Oriole Splendor

Last week I watched an oriole in the wildflower garden and tried to photograph him. The results were abyssmal. To satisfy my need for an image capturing the moment, I plucked some of the amaranth he nibbled on, pressed them and incorporated the  dried blossoms into a collage.

Fun!

Loving The Fig

Love Affairs. They’ve been in my dreams, in my work, on my mind. As I’ve told you before, I love LOVE. I’m all about it. And right now, there’s so much to love. Like my garden.

Yesterday The Good Husband and I spent hours in the garden cleaning, preening, trimming and skimming. We wore our swimsuits and hopped in the pool to cool. Gentle breezes rustled mesquite beans from their branches and clouds spread themselves thinly between the bright desert sun and us. Rain would come. Lovely!

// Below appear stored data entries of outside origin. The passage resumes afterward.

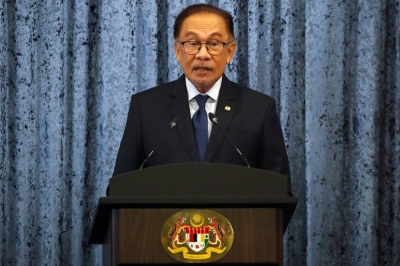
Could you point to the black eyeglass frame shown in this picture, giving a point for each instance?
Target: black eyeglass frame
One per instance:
(223, 45)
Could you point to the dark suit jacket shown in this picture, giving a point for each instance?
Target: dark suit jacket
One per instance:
(252, 124)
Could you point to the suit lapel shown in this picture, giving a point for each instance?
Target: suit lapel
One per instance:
(226, 108)
(179, 107)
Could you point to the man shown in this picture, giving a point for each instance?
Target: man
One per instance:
(204, 45)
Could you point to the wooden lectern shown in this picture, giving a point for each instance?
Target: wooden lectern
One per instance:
(256, 202)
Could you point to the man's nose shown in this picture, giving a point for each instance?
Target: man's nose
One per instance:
(203, 52)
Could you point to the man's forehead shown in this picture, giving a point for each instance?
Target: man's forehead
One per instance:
(204, 23)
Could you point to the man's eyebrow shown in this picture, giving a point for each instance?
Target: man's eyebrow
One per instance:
(191, 33)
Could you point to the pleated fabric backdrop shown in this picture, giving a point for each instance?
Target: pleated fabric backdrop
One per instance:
(67, 71)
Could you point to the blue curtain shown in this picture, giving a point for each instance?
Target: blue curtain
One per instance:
(67, 71)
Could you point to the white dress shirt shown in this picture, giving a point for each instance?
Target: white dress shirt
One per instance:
(211, 104)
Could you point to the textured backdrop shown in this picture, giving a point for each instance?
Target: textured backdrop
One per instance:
(68, 68)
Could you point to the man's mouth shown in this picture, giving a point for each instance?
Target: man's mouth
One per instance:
(202, 68)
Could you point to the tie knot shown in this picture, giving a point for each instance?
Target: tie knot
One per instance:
(201, 100)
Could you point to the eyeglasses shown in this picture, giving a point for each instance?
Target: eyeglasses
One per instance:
(213, 48)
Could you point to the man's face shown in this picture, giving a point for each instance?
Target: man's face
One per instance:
(203, 69)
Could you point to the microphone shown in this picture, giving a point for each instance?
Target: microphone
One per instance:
(214, 119)
(173, 124)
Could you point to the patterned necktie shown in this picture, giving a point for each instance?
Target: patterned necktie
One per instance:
(200, 123)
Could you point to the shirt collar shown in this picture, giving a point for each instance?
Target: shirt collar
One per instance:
(213, 92)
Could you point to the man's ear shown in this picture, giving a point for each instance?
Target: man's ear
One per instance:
(231, 52)
(176, 49)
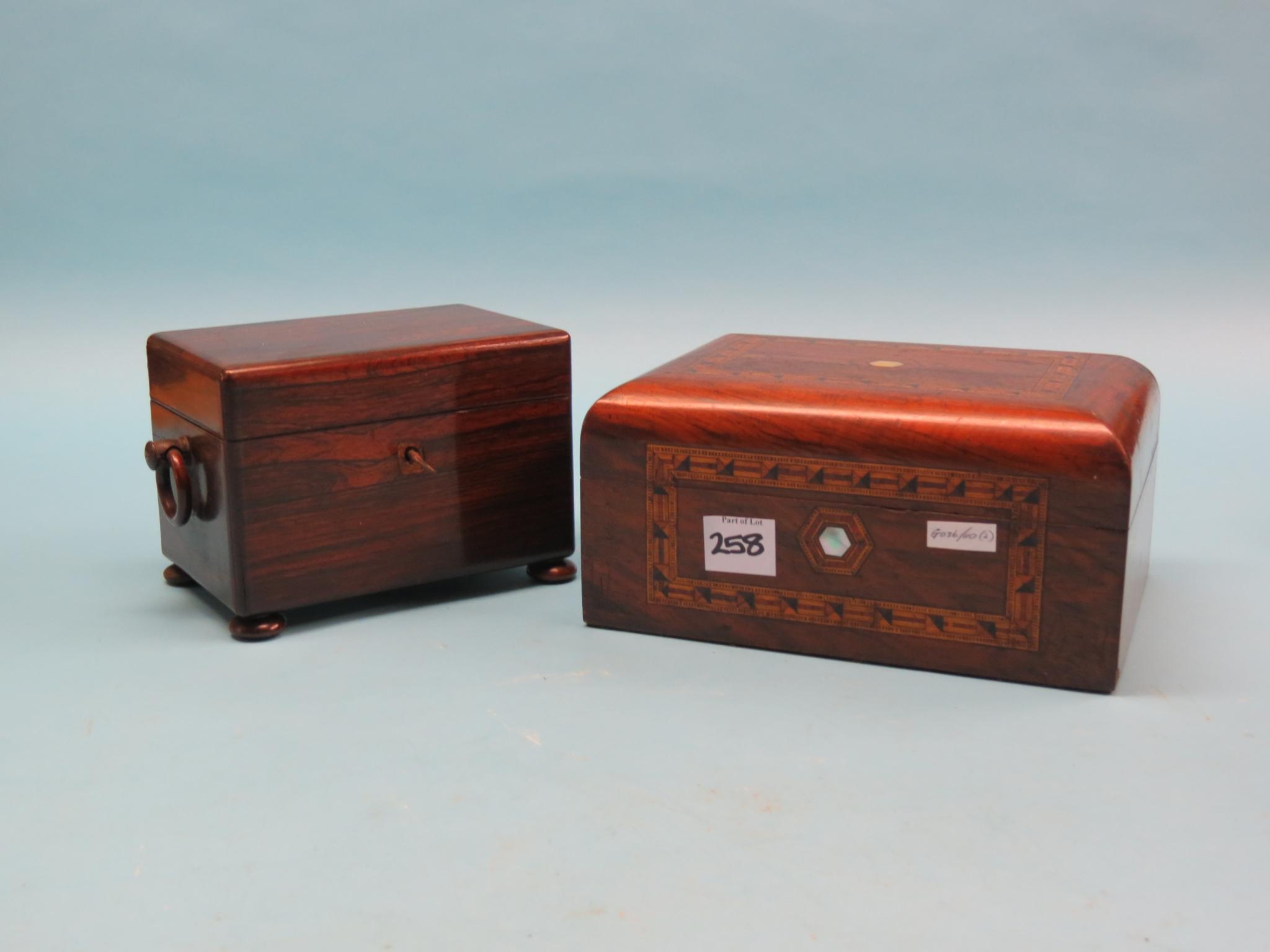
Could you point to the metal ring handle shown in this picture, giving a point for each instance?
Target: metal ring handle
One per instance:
(172, 480)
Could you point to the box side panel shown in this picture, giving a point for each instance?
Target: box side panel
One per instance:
(1053, 621)
(296, 399)
(205, 545)
(345, 512)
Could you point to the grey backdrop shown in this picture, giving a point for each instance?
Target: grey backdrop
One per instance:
(469, 767)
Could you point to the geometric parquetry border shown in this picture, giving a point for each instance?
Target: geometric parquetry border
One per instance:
(1024, 500)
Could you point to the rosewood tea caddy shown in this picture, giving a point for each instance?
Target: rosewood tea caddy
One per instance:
(974, 511)
(314, 460)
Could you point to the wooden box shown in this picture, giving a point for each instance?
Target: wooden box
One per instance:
(313, 460)
(962, 509)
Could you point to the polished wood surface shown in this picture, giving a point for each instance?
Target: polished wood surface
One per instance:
(1053, 450)
(327, 490)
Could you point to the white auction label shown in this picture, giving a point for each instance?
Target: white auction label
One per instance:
(739, 544)
(966, 536)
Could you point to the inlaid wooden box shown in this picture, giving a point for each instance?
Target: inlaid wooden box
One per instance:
(962, 509)
(313, 460)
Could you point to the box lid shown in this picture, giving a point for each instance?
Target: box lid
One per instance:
(1086, 421)
(259, 380)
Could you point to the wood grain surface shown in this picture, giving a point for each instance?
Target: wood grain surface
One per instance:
(1052, 450)
(340, 456)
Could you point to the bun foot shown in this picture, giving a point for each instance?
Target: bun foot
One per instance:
(554, 571)
(257, 627)
(177, 576)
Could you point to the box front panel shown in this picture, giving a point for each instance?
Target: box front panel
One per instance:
(954, 557)
(352, 511)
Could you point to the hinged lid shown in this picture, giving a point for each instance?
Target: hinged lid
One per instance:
(1085, 421)
(260, 380)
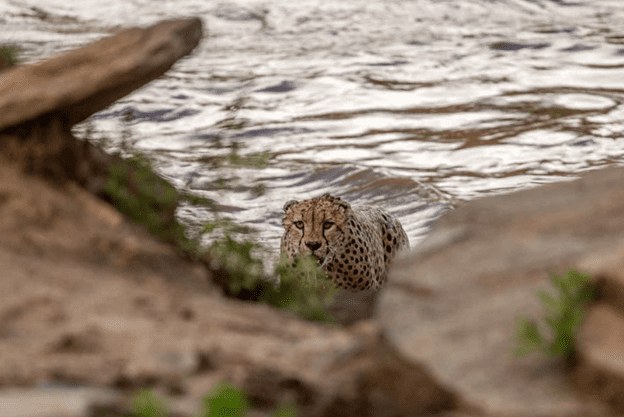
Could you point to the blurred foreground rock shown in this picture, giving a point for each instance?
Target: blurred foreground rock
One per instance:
(450, 306)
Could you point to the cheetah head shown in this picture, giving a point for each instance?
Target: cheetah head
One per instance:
(317, 226)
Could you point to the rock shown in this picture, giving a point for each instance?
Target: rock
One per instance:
(86, 298)
(86, 80)
(448, 313)
(57, 402)
(600, 343)
(35, 128)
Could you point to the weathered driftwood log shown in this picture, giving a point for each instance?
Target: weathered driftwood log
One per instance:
(39, 104)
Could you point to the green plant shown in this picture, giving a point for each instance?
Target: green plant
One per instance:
(304, 288)
(138, 192)
(147, 404)
(225, 400)
(8, 53)
(564, 313)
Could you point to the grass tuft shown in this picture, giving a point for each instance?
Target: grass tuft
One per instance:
(564, 312)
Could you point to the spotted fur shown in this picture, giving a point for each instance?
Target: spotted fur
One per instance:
(354, 246)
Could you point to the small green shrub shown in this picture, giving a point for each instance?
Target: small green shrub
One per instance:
(138, 192)
(223, 400)
(8, 53)
(304, 288)
(147, 404)
(564, 313)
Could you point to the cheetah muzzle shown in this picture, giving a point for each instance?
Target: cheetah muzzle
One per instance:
(354, 246)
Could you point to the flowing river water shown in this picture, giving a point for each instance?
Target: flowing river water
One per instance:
(413, 105)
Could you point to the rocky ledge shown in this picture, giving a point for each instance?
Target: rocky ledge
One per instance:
(93, 307)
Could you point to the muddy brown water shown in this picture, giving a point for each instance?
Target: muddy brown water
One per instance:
(412, 105)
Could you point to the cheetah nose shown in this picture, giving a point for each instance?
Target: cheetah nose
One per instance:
(313, 244)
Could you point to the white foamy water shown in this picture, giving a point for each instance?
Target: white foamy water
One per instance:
(412, 105)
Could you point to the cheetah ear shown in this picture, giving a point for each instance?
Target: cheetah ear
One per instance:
(289, 204)
(344, 204)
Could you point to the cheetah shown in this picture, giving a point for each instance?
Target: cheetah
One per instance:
(354, 246)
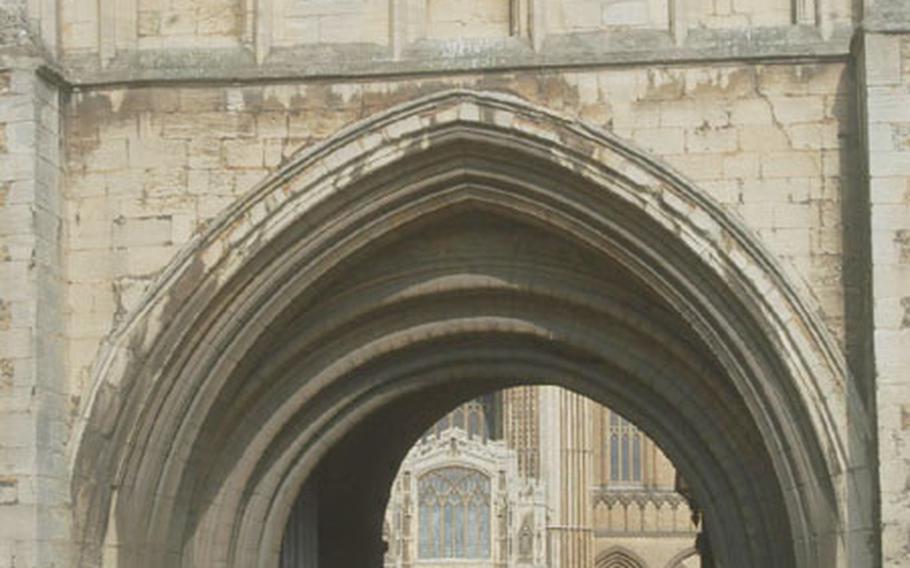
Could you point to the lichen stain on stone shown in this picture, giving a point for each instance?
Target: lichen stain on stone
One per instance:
(725, 82)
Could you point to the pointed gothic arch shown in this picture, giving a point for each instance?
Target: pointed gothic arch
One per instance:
(233, 321)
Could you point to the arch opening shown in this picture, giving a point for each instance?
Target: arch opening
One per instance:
(456, 245)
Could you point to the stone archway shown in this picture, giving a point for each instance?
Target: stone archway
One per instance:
(312, 322)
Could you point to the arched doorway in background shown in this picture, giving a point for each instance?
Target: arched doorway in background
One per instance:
(454, 245)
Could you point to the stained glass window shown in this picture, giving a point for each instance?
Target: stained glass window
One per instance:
(454, 514)
(624, 450)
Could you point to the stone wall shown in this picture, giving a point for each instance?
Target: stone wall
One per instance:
(173, 110)
(887, 112)
(149, 167)
(35, 409)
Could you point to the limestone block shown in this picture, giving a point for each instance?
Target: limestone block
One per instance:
(790, 164)
(660, 140)
(762, 138)
(711, 140)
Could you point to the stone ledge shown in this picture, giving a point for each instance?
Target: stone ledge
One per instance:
(237, 65)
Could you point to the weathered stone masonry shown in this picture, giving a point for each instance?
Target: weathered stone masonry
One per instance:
(128, 128)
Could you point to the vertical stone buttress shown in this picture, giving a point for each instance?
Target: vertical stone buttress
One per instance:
(567, 465)
(884, 62)
(34, 484)
(521, 427)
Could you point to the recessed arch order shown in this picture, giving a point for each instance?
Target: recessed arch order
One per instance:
(458, 243)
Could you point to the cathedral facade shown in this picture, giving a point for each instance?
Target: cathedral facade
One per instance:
(252, 250)
(547, 479)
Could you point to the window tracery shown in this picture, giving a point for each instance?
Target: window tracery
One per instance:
(625, 451)
(454, 514)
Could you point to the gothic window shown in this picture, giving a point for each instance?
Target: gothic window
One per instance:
(625, 451)
(454, 514)
(618, 558)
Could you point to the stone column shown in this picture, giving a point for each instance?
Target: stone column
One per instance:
(567, 464)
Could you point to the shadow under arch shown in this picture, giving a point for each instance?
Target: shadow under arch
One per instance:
(219, 395)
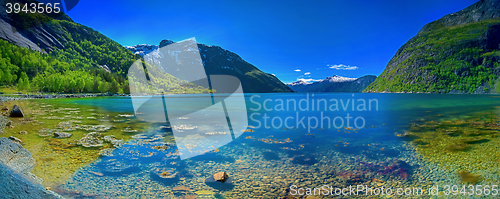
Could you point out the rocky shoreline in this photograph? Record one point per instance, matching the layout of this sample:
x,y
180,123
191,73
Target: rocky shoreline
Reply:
x,y
16,163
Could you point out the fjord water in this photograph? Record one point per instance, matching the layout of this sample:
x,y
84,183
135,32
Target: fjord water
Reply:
x,y
268,159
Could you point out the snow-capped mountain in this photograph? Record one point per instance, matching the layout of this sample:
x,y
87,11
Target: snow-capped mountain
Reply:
x,y
334,78
337,78
332,84
216,61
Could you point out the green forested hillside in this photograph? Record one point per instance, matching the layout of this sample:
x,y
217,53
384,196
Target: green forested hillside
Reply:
x,y
71,61
448,59
459,53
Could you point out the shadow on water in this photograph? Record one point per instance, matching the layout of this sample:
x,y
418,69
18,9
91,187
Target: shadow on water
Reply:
x,y
270,156
213,157
226,186
376,154
164,181
349,149
478,141
298,157
123,172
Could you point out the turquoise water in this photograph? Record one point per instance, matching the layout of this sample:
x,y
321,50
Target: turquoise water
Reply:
x,y
266,160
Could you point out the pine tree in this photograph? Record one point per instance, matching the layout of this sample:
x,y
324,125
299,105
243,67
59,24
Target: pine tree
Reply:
x,y
20,84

In the Mission Garden I ate several late strawberries, trimmed back the mint (I have more than a dozen varieties), and harvested a lovely cache of figs. FIGS! Now there’s a fruit that’s inspired lots of love. And is it ever revered. Historically, the fig tree’s been considered sacred in all parts of Southwestern Asia, Egypt, Greece, and Italy. And now, of course, in Tucson.

Pliny The Elder, the noted Roman writer and natural philosopher, said “Figs are restorative. They increase the strength of young people, preserve the elderly in better health and make them look younger with fewer wrinkles.”

Bring on the figs!

Figs symbolize abundance, fertility, sweetness. Like a ripe and ready, fecund woman. The most mentioned fruits in the bible, figs also played key roles in ancient tales of love and seduction. Not surprising. Figs are sexy. Consider the words used to describe figs… Fleshy, Luscious, Rosy, Satiny, Smooth, Succulent. You get the picture.

Figs. I love them. Have I made you think twice? If so, take a look at some of mine:

Inspiration:

The Fig

by Gabriela Mistral, as translated from the Spanish by Maria Jacketti

Touch me: it is softness of good satin, and when you open me, what an unexpected rose! Do you not remember some king’s black cloak under which a redness burned?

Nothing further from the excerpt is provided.